Tuesday, May 24, 2011

It's not just your plagiarism, it's your reaction to your plagiarism

(Crossposted from Rabett.)

(Hello folks! I'm Brian Schmidt, newest blogger in the Eli Rabett bunny mill. My old blog's atBackseat Driving and I'll be hanging out here from now on. I can't touch the science as per Eli and John, but as a lawyer I have a nodding acquaintance with plagiarism, and will blog on non-climate stuff as well.)

At WattsUp, a "Professor Bob Ryan" commented on May 19th on one of the Wegman plagiarism posts:

Many students, no matter their origin, paste sections of text into their work files picked up from on-line sources. They then, because they are relatively inexperienced, get these copied tracts mixed up with their own commentaries and two years later when they start drafting their thesis inadvertently plagiarize. Unwittingly, when drafting a paper from one of the chapters for publication, some of this copied text is again inadvertently introduced. I and a co-supervisor working up the paper making corrections as we revise their work may spot the problems but then we may not.

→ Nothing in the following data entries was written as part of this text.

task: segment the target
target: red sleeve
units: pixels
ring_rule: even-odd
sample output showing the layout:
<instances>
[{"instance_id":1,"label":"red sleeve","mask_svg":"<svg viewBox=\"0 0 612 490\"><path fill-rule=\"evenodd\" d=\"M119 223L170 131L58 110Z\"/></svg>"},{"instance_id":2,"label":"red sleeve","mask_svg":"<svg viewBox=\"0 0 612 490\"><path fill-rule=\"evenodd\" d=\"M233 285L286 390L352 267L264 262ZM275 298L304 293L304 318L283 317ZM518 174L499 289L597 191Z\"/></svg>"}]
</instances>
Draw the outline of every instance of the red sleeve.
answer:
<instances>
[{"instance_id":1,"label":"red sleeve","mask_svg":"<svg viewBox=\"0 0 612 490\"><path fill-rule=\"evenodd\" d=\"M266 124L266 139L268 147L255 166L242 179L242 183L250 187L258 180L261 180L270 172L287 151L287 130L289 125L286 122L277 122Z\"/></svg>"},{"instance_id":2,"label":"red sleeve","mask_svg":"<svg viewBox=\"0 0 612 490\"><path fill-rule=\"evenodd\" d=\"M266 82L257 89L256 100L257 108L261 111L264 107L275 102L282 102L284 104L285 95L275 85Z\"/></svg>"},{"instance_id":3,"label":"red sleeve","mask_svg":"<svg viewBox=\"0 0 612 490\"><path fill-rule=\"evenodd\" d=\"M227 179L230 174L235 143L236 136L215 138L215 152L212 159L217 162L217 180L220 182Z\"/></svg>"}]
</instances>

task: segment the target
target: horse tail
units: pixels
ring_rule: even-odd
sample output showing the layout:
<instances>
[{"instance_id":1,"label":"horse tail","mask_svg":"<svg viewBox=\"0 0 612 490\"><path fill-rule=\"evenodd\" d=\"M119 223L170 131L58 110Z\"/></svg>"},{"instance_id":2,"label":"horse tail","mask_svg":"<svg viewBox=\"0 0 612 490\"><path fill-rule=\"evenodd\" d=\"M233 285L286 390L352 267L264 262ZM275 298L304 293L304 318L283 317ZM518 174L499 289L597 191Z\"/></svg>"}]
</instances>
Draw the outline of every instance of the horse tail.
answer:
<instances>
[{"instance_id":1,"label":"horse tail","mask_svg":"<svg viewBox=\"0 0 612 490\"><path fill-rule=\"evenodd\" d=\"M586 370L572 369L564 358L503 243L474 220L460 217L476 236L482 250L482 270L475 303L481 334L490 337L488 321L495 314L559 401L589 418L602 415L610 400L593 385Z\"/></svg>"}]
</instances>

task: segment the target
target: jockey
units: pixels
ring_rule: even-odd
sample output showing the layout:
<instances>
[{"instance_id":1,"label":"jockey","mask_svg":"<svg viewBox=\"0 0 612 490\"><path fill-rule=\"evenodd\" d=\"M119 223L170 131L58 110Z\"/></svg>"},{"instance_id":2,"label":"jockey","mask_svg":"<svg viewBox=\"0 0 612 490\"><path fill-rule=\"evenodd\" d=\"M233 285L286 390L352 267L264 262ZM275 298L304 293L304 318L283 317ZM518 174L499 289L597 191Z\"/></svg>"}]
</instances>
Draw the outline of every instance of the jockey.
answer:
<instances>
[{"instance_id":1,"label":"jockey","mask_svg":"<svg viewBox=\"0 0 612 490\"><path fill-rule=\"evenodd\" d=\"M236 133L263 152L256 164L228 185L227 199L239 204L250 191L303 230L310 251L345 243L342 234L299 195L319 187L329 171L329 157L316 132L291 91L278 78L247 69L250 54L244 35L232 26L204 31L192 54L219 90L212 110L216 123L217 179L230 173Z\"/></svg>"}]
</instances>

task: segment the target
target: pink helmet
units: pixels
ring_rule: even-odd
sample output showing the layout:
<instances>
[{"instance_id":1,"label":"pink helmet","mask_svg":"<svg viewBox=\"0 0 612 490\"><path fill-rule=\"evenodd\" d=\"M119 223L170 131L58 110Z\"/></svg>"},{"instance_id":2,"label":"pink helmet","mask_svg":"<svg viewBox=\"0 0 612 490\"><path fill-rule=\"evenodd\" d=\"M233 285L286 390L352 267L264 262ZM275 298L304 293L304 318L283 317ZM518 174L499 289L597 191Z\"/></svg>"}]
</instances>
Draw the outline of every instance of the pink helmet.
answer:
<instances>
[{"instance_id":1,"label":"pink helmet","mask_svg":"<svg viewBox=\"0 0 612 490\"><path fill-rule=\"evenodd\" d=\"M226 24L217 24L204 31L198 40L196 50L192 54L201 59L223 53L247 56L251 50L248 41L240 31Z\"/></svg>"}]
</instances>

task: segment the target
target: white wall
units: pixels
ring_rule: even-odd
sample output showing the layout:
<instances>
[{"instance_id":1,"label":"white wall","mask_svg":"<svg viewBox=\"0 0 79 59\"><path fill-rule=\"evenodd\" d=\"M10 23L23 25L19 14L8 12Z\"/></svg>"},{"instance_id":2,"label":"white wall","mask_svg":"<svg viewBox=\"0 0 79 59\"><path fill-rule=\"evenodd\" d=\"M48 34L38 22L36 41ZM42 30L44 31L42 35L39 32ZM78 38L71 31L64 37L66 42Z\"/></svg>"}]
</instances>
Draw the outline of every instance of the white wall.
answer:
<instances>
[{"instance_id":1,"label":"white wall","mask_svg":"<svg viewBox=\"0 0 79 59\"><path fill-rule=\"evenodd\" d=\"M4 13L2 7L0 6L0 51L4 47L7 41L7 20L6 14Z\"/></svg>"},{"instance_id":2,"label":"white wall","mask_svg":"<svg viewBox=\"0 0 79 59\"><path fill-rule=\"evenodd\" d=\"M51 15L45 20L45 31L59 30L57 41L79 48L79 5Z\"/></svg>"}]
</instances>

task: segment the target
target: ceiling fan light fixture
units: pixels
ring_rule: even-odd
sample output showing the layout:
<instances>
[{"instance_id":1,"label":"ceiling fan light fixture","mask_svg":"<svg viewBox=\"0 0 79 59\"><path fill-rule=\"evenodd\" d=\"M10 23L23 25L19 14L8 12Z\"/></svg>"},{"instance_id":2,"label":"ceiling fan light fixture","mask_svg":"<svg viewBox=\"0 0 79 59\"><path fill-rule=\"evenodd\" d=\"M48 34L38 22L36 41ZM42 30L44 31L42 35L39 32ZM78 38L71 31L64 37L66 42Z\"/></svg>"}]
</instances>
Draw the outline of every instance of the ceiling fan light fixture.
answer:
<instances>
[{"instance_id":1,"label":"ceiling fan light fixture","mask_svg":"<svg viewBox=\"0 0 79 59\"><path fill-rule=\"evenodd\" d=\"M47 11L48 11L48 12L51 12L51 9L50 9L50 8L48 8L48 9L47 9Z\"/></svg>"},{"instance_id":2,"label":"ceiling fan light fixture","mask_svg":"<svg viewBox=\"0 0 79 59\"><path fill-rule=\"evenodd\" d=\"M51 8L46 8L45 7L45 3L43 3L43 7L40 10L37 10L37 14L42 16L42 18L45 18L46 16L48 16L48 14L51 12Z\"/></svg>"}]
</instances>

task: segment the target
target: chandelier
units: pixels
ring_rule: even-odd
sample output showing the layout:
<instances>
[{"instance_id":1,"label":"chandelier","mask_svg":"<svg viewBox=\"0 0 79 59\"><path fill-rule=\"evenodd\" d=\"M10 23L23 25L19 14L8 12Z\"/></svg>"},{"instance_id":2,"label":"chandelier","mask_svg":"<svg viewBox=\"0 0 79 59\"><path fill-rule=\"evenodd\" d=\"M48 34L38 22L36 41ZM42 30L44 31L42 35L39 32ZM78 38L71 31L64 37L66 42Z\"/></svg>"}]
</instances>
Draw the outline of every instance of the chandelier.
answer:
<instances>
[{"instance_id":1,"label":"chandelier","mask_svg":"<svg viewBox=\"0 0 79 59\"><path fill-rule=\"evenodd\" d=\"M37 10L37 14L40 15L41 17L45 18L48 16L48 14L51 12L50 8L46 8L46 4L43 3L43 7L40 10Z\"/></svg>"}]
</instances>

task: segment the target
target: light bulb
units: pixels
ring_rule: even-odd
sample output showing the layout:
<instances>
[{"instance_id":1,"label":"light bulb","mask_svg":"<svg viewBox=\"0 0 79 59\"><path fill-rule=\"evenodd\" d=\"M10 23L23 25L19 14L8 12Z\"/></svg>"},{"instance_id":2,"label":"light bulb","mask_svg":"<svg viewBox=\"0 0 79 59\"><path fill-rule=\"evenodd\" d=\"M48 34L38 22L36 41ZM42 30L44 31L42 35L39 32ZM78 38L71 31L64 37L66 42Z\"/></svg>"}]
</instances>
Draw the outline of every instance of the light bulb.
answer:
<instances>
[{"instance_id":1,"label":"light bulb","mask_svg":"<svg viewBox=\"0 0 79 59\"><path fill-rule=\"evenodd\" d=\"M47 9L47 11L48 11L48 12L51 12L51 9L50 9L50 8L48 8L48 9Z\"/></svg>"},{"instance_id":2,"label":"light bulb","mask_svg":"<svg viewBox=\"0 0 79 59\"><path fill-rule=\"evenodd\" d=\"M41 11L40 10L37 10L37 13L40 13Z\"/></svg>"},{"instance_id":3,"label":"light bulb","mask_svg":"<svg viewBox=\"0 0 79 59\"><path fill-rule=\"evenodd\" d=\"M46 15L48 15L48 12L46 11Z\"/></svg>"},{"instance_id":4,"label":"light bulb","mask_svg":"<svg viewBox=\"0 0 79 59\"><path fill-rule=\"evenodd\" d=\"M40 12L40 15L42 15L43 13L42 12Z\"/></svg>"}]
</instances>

That turned out to be similar to Wegman's defense, if you call it that, as reported by John Mashey and summarized by Andrew Gelman.

Professor Bob continues:

So to any who find Wegman guilty as charged remember this: one day when you are a senior academic and when the fire of self-righteous indignation does not burn quite so bright, it might just happen to you.

Or maybe we might feel differently, and I can speak as someone who came close to standing where Wegman stands some years ago. A large, student-authored project I was involved in stumbled partway into the problem of Professors Bob and Wegman, where shoddily-cited work transformed into un-cited work that was interspersed with all the properly-done work.

Two differences between our student project and Wegman's, tho. First, we caught our own problem before it was published instead of having someone else do it. We actually checked our own cites, and a praised-be student editor turned in the problem to me. Second, we reacted to the problem immediately. I lost a week of my summer tracking down errant paragraphs, digging them out of their rabbit holes, deleting them and replacing them with properly-cited summaries.

By contrast, Wegman knew of his problem since March 2010 (Mashey at 9), and did nothing about it even though it had by then been published in a supposedly-peer reviewed journal. When someone else finally tracks it down, Wegman then offers a minimal errata with citations, not even a removal and redo of the plagiarized material.

So no, I think this story's not over, and as someone who lost a week of California summer reacting differently to a similar situation, I think it doesn't deserve to be over.